The updated guidelines also provide specific recommendations for vaccination of special groups, including healthcare providers, immunocompromised patients, pregnant women, international travelers, and internationally adopted children.

 

Study Highlights

  • All age-appropriate vaccines should be received per the American Academy of Family Physicians, American Academy of Pediatrics, American College of Obstetricians and Gynecologists, Advisory Committee on Immunization Practices, and American College of Physicians guidelines, which are issued annually and updated in the Morbidity and Mortality Weekly Report.
  • Vaccines not given at recommended age should be given at a subsequent visit without restarting the vaccine series.
  • The minimum interval between doses should be used for persons with delayed immunizations or who want an accelerated schedule.
  • All indicated appropriate vaccines should be given simultaneously.
  • Licensed combination vaccines can be given if indicated, if licensed by the FDA, and if no components are contraindicated.
  • Immunization requirements for childcare, school, and nursing homes should be followed.
  • Vaccines should be given with other preventive healthcare services.
  • Vaccines should be stored and administered per manufacturer and FDA protocols.
  • Healthcare providers need to adhere to vaccine contraindications and precautions.

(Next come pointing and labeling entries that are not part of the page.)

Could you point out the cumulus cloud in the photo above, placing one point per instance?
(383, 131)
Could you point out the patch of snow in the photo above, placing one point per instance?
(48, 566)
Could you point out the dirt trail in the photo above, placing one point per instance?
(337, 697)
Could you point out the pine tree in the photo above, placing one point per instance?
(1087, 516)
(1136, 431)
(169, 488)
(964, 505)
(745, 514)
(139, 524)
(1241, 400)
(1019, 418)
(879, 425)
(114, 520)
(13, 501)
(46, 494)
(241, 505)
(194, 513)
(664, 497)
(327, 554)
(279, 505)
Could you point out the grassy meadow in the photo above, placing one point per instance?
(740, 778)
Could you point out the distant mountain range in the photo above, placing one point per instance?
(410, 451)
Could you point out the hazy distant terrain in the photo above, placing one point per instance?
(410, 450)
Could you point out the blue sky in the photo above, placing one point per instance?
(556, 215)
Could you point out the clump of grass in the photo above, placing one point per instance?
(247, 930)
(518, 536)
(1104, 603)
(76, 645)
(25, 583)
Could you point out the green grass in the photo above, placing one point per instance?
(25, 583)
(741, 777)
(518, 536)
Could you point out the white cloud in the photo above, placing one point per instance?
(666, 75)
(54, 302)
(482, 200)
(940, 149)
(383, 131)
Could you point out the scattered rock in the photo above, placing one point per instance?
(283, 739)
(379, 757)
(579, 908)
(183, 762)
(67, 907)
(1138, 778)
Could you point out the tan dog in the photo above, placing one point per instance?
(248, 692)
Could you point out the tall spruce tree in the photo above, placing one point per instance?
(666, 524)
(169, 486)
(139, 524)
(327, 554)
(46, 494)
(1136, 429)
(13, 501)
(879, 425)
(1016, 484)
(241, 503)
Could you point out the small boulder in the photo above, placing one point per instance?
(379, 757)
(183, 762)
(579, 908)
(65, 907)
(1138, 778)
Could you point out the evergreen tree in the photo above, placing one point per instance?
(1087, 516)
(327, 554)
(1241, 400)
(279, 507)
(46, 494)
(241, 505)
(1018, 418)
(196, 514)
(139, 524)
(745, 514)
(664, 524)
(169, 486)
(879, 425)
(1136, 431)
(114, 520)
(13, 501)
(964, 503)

  • Vaccine Information Statements for patients and parents are required for each vaccine covered by the National Childhood Vaccine Injury Act.
  • Vaccine benefits, safety, and risk information should be provided in a culturally appropriate and easily understandable manner.

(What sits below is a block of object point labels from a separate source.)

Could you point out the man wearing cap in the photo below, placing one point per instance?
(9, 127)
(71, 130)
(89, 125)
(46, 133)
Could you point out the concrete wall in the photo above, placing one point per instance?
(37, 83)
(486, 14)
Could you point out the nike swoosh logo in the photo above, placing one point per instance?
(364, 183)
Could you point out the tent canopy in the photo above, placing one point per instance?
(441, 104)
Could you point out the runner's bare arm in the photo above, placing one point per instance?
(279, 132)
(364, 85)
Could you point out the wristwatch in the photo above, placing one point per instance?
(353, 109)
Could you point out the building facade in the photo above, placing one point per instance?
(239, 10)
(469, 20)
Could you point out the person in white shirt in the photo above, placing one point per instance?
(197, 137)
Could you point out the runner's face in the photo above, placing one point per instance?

  • Significant adverse events should be reported to the Vaccine Adverse Event Reporting System.
  • Financial recommendations include minimizing patient out-of-pocket expenses and using vaccine-financing programs.
  • Barriers to immunizations should be minimized.
  • Immunizations should be easily accessible via express services and expanded hours.
  • Strategies to improve vaccine coverage are reminder systems; registries; standing orders in clinics, hospitals, and nursing homes; vaccine review at each visit; provision of vaccine records to patients; provider education; assessment of vaccine rates in practices; and awareness of adolescent and adult vaccines.
  • Complementary immunization settings, including schools, shopping malls, and pharmacies, are recommended.
  • Complementary immunization providers should follow quality standards, provide records to primary care providers and registries, and encourage visits to primary care providers for preventive and therapeutic services.
  • All healthcare professionals should receive appropriate immunizations, including tetanus, diphtheria, and pertussis booster dose; measles; mumps; rubella; varicella; hepatitis B; and annual influenza vaccine.
  • Hospitals, clinics, and offices should ensure that healthcare professionals receive appropriate immunizations and perform annual assessment.
  • Immunocompromised patients might have increased risk for morbidity and mortality from infections, consequences from immunizations, or inadequate response to immunizations.
  • Household contacts of immunocompromised persons should receive appropriate immunizations.
  • For pregnant women, providers should be aware of routinely recommended vaccines, contraindications, and precautions.
  • After delivery, women should receive any recommended vaccine that could not be given during pregnancy.
  • For persons who travel, vaccine considerations include immunization and medical history, itinerary, season, travel living conditions, travel mode and purpose, amount of time before departure, and whether vaccines are required or recommended.
  • For internationally adopted children without written documentation of vaccines, the alternatives are antibody titers or reimmunization.